Step 4: Identify the Quadratic Equation Now, we need to find which of the given quadratic equations has $\lambda = 3$ as a root. We substitute $\lambda=3$ into each option:

• (A) $\lambda^2 + \lambda - 6 = 0$ $(3)^2 + (3) - 6 = 9 + 3 - 6 = 12 - 6 = 6 \neq 0$. So, (A) is not the answer.

• (B) $\lambda^2 - \lambda - 6 = 0$ $(3)^2 - (3) - 6 = 9 - 3 - 6 = 6 - 6 = 0$. This equation is satisfied by $\lambda=3$.

• (C) $\lambda^2 - 3\lambda - 4 = 0$ $(3)^2 - 3(3) - 4 = 9 - 9 - 4 = -4 \neq 0$. So, (C) is not the answer.

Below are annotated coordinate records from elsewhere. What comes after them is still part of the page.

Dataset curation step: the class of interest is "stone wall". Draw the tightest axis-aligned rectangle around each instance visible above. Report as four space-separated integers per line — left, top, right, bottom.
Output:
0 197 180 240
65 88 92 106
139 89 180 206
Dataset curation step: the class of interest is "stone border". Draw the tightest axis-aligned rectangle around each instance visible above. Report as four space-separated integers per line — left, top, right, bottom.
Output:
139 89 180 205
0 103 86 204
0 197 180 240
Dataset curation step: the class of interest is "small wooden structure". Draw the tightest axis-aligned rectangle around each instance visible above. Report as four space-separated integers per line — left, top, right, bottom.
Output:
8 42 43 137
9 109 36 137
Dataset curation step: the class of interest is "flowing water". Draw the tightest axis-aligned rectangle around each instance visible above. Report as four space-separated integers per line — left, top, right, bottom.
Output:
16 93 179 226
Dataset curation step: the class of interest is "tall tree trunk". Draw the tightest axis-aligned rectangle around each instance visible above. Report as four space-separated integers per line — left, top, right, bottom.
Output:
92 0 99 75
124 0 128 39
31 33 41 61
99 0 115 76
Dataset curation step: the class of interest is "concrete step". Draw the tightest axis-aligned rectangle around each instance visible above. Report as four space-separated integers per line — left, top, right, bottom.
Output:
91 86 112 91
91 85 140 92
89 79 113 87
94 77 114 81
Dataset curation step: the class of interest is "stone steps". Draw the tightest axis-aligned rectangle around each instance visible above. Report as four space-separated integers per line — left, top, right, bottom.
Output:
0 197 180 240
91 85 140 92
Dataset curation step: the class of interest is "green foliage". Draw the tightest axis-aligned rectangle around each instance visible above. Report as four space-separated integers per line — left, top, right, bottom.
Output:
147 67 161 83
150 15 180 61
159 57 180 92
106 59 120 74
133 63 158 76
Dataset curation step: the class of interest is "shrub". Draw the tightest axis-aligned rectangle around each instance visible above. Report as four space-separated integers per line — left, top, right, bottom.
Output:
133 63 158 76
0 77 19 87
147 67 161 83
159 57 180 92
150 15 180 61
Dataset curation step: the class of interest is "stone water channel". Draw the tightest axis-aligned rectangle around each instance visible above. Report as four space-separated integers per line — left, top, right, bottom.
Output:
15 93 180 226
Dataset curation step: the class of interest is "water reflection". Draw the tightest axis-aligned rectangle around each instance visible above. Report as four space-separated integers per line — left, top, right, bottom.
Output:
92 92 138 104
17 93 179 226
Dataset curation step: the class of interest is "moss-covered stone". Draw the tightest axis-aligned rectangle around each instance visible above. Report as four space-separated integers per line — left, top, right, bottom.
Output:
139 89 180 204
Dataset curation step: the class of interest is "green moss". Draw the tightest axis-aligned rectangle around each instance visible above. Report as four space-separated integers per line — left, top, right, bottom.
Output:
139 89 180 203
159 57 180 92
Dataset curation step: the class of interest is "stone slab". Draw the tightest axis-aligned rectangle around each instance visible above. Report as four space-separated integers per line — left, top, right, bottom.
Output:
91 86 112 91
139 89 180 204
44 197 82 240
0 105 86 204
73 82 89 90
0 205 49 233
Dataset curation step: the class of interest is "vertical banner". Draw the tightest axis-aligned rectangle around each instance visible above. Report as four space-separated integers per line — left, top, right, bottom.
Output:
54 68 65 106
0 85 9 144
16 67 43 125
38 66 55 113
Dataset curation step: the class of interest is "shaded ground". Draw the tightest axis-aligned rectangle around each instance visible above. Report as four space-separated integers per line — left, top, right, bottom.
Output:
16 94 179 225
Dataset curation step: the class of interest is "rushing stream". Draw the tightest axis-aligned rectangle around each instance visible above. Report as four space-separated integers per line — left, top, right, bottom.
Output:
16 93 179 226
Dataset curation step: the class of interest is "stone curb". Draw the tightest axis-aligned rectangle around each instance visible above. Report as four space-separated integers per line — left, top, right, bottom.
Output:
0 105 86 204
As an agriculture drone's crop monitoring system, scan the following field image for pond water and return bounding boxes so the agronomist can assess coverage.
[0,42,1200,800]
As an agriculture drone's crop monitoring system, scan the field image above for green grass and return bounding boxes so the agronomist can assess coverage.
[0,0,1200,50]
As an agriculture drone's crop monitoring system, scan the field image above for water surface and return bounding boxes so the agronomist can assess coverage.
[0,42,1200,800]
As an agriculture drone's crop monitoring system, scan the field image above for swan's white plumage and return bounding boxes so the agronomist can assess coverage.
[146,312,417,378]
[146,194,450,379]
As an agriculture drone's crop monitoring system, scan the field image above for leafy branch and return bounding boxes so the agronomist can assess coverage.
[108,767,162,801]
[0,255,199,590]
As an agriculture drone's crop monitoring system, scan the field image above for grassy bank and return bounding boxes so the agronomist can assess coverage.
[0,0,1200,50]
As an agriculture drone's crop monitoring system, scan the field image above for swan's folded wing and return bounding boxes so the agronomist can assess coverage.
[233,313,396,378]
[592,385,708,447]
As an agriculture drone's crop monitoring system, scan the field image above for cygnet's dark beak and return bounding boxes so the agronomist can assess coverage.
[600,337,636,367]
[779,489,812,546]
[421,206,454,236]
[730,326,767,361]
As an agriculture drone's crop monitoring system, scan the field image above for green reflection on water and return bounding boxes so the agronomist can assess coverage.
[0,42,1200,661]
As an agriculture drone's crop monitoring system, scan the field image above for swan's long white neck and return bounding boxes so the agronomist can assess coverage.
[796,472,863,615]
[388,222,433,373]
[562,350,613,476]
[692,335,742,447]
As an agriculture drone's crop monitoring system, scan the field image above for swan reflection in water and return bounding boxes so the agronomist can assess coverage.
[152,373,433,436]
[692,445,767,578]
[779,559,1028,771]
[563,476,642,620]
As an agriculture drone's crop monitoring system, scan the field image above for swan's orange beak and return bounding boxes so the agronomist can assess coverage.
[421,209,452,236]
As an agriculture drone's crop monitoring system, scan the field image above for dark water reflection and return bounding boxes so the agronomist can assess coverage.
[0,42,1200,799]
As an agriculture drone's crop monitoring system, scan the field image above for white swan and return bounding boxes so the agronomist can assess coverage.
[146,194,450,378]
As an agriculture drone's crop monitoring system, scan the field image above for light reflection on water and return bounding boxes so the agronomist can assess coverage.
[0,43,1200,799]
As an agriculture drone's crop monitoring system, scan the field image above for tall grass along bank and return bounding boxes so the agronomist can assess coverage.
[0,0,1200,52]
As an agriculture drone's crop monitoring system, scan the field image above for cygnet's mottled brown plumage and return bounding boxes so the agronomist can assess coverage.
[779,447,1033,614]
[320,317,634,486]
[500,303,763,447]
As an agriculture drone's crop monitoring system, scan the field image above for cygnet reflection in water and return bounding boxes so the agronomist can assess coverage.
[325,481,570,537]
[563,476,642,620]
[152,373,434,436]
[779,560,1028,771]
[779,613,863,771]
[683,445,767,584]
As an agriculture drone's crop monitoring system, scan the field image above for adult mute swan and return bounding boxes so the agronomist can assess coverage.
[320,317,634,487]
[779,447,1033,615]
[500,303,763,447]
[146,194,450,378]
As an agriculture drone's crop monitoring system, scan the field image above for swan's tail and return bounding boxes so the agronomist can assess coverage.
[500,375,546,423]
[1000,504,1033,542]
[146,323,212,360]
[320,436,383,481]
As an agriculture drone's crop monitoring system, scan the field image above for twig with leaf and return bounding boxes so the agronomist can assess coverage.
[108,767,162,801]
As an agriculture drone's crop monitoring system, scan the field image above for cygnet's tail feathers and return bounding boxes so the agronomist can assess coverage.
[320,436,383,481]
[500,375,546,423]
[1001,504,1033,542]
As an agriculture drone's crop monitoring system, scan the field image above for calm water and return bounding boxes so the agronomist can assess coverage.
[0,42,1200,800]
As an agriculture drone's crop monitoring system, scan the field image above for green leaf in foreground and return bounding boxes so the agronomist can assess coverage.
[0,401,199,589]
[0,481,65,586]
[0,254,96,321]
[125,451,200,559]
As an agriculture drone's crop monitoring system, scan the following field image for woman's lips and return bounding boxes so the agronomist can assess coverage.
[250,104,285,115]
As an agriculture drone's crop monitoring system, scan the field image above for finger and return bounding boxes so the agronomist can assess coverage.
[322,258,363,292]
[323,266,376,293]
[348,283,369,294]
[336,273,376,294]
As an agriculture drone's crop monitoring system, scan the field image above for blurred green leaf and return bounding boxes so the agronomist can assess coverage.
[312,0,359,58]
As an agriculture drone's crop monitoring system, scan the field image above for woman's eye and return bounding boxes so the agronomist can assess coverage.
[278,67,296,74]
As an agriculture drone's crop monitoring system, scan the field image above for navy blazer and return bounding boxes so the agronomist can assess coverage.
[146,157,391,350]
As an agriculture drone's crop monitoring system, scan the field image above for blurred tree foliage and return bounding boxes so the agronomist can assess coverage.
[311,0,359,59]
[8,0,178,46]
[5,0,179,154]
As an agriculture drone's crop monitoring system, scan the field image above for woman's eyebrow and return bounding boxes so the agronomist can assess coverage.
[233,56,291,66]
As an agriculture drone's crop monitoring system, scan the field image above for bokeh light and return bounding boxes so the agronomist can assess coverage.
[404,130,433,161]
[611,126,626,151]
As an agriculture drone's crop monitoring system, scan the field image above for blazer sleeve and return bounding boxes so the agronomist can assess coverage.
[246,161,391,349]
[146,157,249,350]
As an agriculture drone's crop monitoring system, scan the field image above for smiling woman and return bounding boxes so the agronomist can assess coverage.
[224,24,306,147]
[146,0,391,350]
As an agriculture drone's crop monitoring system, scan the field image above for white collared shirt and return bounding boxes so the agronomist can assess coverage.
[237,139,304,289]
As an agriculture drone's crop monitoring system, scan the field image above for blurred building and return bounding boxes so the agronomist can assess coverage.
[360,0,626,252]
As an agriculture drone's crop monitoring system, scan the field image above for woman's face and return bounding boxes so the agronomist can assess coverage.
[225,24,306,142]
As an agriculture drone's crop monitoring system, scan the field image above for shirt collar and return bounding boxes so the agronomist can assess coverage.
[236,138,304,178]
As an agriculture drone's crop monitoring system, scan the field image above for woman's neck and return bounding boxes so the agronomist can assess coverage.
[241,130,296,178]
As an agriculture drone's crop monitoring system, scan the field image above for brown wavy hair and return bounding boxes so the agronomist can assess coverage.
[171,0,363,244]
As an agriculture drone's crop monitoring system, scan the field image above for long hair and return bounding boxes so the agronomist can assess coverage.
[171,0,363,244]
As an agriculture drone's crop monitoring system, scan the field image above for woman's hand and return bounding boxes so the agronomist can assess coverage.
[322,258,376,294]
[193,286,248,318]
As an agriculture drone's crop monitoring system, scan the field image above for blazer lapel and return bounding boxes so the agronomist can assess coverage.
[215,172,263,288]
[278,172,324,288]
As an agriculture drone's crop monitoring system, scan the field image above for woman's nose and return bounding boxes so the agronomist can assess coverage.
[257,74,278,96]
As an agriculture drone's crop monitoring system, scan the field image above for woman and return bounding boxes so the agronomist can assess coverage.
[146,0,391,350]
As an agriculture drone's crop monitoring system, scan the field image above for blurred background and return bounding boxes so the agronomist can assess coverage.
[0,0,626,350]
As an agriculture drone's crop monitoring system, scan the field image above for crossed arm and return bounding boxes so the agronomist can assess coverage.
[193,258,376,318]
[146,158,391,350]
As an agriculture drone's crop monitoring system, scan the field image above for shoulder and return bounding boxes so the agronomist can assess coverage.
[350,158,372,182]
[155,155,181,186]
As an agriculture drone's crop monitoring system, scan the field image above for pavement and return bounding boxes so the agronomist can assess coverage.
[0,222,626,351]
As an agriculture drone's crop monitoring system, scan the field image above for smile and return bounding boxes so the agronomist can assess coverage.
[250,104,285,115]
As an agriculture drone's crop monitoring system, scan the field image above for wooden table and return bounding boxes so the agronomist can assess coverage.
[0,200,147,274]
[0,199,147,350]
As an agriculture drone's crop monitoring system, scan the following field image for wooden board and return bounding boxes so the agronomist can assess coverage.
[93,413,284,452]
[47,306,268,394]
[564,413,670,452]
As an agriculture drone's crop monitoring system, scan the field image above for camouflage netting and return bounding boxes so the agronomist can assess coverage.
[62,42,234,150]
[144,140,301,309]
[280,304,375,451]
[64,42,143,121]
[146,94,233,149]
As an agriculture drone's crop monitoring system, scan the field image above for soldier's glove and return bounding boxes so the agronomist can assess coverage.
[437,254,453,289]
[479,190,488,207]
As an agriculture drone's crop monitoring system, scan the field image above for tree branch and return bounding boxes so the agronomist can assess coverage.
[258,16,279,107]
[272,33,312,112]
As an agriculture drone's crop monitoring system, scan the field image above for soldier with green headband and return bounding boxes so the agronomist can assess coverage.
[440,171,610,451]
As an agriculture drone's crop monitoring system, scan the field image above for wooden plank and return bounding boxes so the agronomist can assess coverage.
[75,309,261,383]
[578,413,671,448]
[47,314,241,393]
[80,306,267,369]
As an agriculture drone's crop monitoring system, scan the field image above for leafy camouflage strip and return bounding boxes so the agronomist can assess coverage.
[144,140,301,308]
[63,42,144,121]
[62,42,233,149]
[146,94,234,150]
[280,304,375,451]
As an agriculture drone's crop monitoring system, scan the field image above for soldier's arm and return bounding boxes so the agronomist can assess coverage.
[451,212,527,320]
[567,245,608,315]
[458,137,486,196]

• (D) $\lambda^2 + 3\lambda - 4 = 0$ $(3)^2 + 3(3) - 4 = 9 + 9 - 4 = 18 - 4 = 14 \neq 0$. So, (D) is not the answer.

Thus, $\lambda=3$ is a root of the quadratic equation $\lambda^2 - \lambda - 6 = 0$.

3. Common Mistakes & Tips

• Determinant Calculation Errors: Carefully expand determinants, paying close attention to signs, especially when terms involve negative $\lambda$ or subtraction of negative products. A small arithmetic error can lead to an incorrect value of $\lambda$.
• Incomplete Conditions: Remember that $\Delta=0$ alone is not sufficient for infinitely many solutions; it could also lead to no solution. All $\Delta_x, \Delta_y, \Delta_z$ must also be zero. If $\Delta=0$ but any $\Delta_i \neq 0$, the system has no solution.
• Alternative Method (Gaussian Elimination): For verification or if determinants are complex, converting the system into an augmented matrix and performing row operations (Gaussian elimination) can also determine the nature of solutions. For infinitely many solutions, this method will result in at least one row of zeros (e.g., $0 \ 0 \ 0 \ | \ 0$).

4. Summary

To find the value of $\lambda$ for which the system of linear equations has infinitely many solutions, we first calculated the determinant of the coefficient matrix ($\Delta$) and set it to zero. This yielded $\lambda=3$. Next, we verified that for $\lambda=3$, the determinants $\Delta_x, \Delta_y, \Delta_z$ were also all zero, confirming that $\lambda=3$ leads to infinitely many solutions. Finally, we checked which of the given quadratic equations has $\lambda=3$ as a root, finding that $\lambda^2 - \lambda - 6 = 0$ is the correct equation.

The final answer is $\boxed{\text{(B)} \lambda^2 - \lambda - 6 = 0}$.